Arthur Charpentier, L’intelligence artificielle dilue-t-elle la responsabilité ?

On essaie de nous faire croire que l’intelligence artificielle est une révolution. Et s’il n’en était rien ? Ne peut-on pas voir tout simplement la logique d’un processus qui remonte au moins aux cinquante dernières années ? La bureaucratie nous a poussés à mettre en place dans tous les domaines de la vie quotidienne des procédures simples, permettant à tout le monde de se dégager de toute responsabilité, de ne plus avoir à faire preuve d’intelligence. Les algorithmes font peur ; on se demande où se trouve l’« humain » dans ces procédures décisionnelles… Et s’il avait déjà disparu depuis bien longtemps ?

Mathieu Lefebvre et Pierre Pestieau, Faut-il désespérer de l’État providence ?

L’objet de cet article est de défendre l’idée que le rôle de l’État providence n’a sans doute jamais été aussi important qu’aujourd’hui, mais que cela implique qu’il se renouvelle pour relever le défi que présentent les diverses fractures sociales. Il lui faudra réorienter ses priorités et adopter une politique davantage proactive.

Les débats de Risques

Marie-Claire Carrère-Gée, Pierre-Alain de Malleray et Sébastien d’Ornano, La numérisation de l’économie, quels effets ?

Le 3 mai 2018 Risques a organisé un débat sur la robotisation. Des études internationales, menées notamment par le Boston Consulting Group (BCG) et par McKinsey, il ressort que la robotisation va conduire à une transformation majeure de la structure des emplois dans le monde, avec des effets globalement bénéfiques pour les consommateurs, les entreprises et les économies en général ; mais avec des pertes importantes d’emplois dans certains secteurs et à l’inverse des créations dans d’autres secteurs.

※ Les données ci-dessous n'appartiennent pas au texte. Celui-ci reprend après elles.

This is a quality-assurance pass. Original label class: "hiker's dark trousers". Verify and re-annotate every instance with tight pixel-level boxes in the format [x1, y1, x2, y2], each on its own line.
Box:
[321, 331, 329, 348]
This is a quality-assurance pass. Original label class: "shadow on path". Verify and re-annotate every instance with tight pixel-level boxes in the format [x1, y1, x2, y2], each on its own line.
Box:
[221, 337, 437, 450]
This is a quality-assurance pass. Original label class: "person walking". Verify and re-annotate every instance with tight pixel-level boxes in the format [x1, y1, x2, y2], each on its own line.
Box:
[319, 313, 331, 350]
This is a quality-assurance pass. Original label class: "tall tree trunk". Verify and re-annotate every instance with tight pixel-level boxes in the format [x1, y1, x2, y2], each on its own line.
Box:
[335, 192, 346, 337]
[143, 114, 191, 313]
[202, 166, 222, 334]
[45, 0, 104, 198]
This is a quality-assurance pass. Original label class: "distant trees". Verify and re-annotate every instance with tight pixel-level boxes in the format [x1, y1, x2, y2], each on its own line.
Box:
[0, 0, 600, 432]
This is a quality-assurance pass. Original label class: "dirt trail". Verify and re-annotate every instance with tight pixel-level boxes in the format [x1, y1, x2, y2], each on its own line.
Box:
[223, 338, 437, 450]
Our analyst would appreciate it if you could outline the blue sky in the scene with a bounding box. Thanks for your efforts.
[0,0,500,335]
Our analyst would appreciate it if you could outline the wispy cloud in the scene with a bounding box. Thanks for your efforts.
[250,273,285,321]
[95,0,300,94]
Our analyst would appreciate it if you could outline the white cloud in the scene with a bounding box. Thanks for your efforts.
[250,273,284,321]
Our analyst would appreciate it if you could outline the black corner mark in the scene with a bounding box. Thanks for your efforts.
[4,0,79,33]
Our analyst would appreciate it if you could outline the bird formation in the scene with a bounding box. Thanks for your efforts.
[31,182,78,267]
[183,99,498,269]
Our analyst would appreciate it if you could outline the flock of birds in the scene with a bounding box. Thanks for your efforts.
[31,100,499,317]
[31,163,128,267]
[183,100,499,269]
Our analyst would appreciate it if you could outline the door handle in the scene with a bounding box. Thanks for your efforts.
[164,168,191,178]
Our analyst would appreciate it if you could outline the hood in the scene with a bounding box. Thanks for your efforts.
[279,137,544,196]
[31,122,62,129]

Étaient réunis pour en évoquer les enjeux : Marie-Claire Carrère-Gée, présidente du Conseil d’orientation pour l’emploi (COE) et représentante de la France au sein de l’Employment Working Group du G20, Pierre-Alain de Malleray, président de Santiane et Sébastien d’Ornano, président exécutif de Yomoni. Le débat était animé par Charlotte Dennery et Arnaud Chneiweiss, membres du Comité éditorial de Risques.

Actualité de la Fondation du risque

Jean-Yves Lesueur, Quel impact des programmes de prévention santé sur l’arbitrage autoprévention/assurance

Le 8 février 2018 Jean-Yves Lesueur a présenté un premier état d’avancement de ses travaux portant sur l’impact attendu de l’adhésion des assurés aux programmes de prévention santé issus de l’accord national interprofessionnel (ANI), sur leur arbitrage autoprévention/couverture assurance.

Recensions

Bertrand Badré, Money Honnie. Et si la finance sauvait le monde ? par Carlos Pardo
Michel Lutfalla, Une histoire de la dette publique en France par Pierre Martin
Emmanuel Garnier, L’empire des sables par Daniel Zajdenweber

Remise du prix Risques 2018

Le 17 mai 2018, la revue Risques a décerné son Prix 2018. Remis par Bernard Cazeneuve, ancien Premier ministre, avocat à la cour, en présence de Bernard Spitz, président de la FFA, Jean-Hervé Lorenzi, directeur de la rédaction de la revue Risques, Daniel Zajdenweber, professeur émérite à l’Université Paris-Ouest-Nanterre-La Défense, président du Jury 2018, le Prix 2018 a été décerné à Mathieu Lefebvre et Pierre Pestieau, pour leur ouvrage L’État-providence. Défense et illustration, paru en octobre 2017 aux PUF et à Jacques Pelletan, pour son ouvrage Sociétés sécuritaires ou sociétés de confiance, paru en novembre 2017 aux éditions L’Harmattan.